O vínculo com a prova nasceu ali, no choque entre fragilidade e vontade, e foi se reforçando em retornos que marcaram etapas diferentes da mesma trajetória: primeiro a superação, depois a busca por uma execução melhor, e por fim a experiência de viver o evento também pelo olhar de treinador.

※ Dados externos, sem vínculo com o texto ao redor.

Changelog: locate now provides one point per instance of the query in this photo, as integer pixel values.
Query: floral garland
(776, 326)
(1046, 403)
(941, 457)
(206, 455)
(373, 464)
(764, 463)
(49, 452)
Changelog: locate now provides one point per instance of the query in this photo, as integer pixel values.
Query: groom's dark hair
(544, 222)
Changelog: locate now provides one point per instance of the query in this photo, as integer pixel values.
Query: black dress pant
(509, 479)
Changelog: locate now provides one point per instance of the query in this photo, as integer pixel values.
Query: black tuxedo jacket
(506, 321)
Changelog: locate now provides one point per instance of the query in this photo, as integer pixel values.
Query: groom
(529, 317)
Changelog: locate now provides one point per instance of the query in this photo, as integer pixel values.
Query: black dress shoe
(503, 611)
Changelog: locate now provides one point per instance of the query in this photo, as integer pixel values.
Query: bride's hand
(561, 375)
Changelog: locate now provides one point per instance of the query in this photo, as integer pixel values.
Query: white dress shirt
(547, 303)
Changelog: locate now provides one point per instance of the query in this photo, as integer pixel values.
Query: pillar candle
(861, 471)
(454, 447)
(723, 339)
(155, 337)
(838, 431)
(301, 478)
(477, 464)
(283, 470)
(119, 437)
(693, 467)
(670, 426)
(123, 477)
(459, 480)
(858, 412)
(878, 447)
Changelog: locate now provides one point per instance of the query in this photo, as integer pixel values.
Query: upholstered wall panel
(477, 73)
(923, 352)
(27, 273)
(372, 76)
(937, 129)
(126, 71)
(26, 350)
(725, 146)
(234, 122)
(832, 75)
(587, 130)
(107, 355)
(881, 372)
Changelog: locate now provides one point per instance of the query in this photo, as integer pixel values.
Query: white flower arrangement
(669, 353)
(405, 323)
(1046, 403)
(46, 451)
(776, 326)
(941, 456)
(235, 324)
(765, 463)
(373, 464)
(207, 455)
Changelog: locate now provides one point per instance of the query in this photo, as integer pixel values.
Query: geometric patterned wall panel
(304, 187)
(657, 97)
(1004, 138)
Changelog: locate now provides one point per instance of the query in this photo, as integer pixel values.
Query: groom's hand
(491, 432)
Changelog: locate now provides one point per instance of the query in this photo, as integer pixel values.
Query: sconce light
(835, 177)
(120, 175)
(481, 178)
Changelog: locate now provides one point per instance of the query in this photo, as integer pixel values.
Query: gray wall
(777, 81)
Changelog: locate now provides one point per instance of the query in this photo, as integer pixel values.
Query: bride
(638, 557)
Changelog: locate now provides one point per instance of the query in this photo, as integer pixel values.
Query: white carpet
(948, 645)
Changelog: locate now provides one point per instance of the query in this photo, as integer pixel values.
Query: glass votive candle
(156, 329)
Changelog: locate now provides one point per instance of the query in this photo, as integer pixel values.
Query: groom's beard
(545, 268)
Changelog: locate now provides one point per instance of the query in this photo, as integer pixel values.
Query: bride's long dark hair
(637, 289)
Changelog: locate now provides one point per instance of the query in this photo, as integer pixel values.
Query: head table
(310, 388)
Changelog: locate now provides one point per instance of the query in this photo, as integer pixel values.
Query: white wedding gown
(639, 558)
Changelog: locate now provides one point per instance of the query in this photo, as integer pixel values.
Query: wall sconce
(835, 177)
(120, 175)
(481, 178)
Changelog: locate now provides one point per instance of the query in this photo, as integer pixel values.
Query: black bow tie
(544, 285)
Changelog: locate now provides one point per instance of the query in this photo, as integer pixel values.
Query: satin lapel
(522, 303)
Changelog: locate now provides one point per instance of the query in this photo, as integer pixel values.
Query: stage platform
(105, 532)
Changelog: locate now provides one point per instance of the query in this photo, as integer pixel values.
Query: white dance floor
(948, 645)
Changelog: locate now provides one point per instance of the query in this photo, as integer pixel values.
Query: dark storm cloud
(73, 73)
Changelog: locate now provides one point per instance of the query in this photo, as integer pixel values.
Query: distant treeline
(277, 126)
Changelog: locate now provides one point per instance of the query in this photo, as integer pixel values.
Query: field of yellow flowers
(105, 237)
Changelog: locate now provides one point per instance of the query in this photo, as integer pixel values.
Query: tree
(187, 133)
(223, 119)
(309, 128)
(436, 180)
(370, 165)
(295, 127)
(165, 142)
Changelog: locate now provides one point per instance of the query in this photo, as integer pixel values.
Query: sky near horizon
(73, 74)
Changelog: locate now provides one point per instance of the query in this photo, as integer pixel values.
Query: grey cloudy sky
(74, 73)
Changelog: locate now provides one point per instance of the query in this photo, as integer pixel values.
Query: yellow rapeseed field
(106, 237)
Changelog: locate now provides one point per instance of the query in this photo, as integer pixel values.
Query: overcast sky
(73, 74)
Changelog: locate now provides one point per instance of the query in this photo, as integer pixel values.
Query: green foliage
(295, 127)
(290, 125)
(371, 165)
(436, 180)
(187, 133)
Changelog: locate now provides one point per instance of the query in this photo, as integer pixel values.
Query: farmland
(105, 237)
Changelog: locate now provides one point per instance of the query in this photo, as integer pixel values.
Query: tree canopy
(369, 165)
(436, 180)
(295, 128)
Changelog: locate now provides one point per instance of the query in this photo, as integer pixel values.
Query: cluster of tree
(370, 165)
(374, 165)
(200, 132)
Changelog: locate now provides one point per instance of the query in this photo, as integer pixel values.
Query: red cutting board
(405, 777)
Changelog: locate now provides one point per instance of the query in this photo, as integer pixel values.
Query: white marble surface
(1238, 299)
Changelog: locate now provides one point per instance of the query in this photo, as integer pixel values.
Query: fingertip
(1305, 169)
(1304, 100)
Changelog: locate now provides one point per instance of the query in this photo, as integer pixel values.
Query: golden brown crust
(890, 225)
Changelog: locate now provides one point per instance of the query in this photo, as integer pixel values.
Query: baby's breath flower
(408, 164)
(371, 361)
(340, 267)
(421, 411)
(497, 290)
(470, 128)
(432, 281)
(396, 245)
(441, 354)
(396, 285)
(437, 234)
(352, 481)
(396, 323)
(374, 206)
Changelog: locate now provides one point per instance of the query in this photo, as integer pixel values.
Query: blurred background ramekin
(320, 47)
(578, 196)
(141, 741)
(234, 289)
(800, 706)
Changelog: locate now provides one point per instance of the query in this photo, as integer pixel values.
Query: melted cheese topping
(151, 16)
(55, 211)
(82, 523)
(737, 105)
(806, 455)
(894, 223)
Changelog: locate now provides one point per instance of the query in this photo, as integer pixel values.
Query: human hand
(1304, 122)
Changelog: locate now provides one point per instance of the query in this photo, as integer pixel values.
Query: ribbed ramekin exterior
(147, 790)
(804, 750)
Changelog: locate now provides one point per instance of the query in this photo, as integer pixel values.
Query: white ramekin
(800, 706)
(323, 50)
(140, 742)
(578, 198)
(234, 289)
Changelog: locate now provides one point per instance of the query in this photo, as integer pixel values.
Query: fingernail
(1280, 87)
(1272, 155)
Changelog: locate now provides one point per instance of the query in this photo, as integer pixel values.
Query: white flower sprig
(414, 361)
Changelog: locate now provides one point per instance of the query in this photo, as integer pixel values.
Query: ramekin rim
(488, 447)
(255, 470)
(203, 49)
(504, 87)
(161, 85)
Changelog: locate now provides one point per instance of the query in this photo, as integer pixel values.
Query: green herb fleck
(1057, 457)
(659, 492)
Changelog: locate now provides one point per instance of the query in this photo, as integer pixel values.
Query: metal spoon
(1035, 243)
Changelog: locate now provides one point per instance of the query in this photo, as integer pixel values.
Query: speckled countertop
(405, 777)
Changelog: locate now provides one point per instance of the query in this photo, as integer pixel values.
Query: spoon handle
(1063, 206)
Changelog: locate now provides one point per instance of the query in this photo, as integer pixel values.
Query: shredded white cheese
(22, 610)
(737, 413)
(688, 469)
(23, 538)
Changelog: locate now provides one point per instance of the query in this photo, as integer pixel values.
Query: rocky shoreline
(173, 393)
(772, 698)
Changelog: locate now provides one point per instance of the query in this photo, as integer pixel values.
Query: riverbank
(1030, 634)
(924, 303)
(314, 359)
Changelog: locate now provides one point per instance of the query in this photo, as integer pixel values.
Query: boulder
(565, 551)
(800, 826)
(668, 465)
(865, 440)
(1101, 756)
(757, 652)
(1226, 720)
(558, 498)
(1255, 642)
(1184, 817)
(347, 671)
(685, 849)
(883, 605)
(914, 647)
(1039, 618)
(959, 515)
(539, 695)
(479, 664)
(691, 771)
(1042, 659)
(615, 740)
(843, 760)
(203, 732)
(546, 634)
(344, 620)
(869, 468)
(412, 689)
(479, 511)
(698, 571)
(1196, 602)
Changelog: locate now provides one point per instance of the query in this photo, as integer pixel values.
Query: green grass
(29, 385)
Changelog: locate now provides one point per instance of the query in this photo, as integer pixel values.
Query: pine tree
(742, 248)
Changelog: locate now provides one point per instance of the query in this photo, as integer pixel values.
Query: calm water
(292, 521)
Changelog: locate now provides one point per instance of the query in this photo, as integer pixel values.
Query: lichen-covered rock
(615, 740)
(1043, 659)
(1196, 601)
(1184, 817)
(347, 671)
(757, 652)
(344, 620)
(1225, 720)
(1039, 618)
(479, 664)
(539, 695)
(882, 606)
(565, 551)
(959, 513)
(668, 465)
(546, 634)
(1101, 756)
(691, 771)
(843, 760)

“Acho que tiveram dois momentos que foram chave pra mim nessa estreia”, ele diz, como quem organiza o passado em cenas. A primeira foi a largada, que, para ele, tem um tipo de energia difícil de reproduzir em qualquer outro lugar. “Eu cheguei muito mal, porque dois dias antes peguei uma virose forte e quase nem participei. Mesmo assim, fui. E a largada da SP City é diferente, tem uma energia que te puxa. Naquele momento, mesmo sem estar bem, eu só queria correr. Parecia que tudo que eu tinha treinado fazia sentido ali.”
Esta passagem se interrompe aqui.